LOLC Kenya Directors Face Prosecution Over Viral Employee Shaming
A Kenyan microfinance bank’s directors could face criminal charges after the Office of the Data Protection Commissioner discovered that they publicly named and insulted a former employee on social media before completely ignoring the regulator. Peter Macharia Waithira, a former contract employee of LOLC Kenya Microfinance Bank Limited, claimed that after formally resigning via email on July 28, 2025, the bank ran public notices on its Facebook platform claiming he was no longer with the organization and warning the public against doing business with him all without his consent. The bank made his image public. It presented no legal justification for doing so. When the ODPC investigated, LOLC did not answer.
The Data Commissioner determined unequivocally that the Respondent posted the Complainant’s images on their Facebook platform, and that the bank unlawfully processed his personal data in violation of Sections 25 and 30(1) of the Data Protection Act of 2019, which require that personal data be processed lawfully, fairly, and only with the data subject’s consent or another specified legal basis. The bank’s failure to respond to the ODPC’s Notification of Complaint was ruled to be obstruction of the Data Commissioner, a violation of Section 61(b) of the Act.

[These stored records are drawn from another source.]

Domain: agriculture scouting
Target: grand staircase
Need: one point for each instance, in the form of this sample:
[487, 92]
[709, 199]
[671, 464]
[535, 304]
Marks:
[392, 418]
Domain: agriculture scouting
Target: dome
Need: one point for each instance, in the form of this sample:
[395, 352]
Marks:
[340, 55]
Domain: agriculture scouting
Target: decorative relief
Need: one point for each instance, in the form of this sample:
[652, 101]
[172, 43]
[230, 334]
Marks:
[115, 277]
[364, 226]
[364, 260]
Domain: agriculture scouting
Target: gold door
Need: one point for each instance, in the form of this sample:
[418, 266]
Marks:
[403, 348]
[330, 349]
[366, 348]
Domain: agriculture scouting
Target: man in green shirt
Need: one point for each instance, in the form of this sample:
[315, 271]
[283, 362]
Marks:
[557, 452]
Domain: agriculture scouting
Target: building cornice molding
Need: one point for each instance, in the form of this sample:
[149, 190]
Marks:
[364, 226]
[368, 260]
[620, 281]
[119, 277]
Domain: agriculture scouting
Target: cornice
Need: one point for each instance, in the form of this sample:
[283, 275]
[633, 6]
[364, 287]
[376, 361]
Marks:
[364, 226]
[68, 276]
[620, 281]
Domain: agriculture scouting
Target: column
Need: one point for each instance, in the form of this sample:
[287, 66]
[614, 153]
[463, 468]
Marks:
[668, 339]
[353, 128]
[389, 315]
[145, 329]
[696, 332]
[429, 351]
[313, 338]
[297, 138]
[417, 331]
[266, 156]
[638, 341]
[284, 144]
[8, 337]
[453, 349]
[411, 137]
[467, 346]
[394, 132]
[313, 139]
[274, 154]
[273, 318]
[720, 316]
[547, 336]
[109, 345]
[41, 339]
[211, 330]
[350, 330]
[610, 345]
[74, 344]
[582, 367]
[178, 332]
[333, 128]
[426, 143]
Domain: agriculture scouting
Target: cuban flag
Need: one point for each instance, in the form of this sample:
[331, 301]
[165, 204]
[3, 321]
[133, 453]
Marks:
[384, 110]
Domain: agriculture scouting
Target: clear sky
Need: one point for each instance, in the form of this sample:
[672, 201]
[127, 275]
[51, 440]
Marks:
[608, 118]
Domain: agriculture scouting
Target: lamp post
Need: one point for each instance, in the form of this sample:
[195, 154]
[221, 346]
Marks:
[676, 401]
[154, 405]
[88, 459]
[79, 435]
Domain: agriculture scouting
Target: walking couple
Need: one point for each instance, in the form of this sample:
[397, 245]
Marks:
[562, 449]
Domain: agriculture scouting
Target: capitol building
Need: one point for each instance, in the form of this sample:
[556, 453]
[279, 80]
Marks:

That silence turned a data breach into a criminal case. In her ruling dated 14 April 2026, Data Commissioner Immaculate Kassait ordered LOLC to delete the former employee’s personal data from its online platforms within 14 days and recommended that the company’s directors be prosecuted for obstructing the Data Commissioner. Directors convicted under the relevant rules incur fines of up to KSh 3 million, imprisonment for up to ten years, or both. The case serves as a stark reminder that Kenya’s data enforcement regime now has teeth—and that institutional silence in the face of a regulatory inquiry is not a neutral position. It is a legal crime.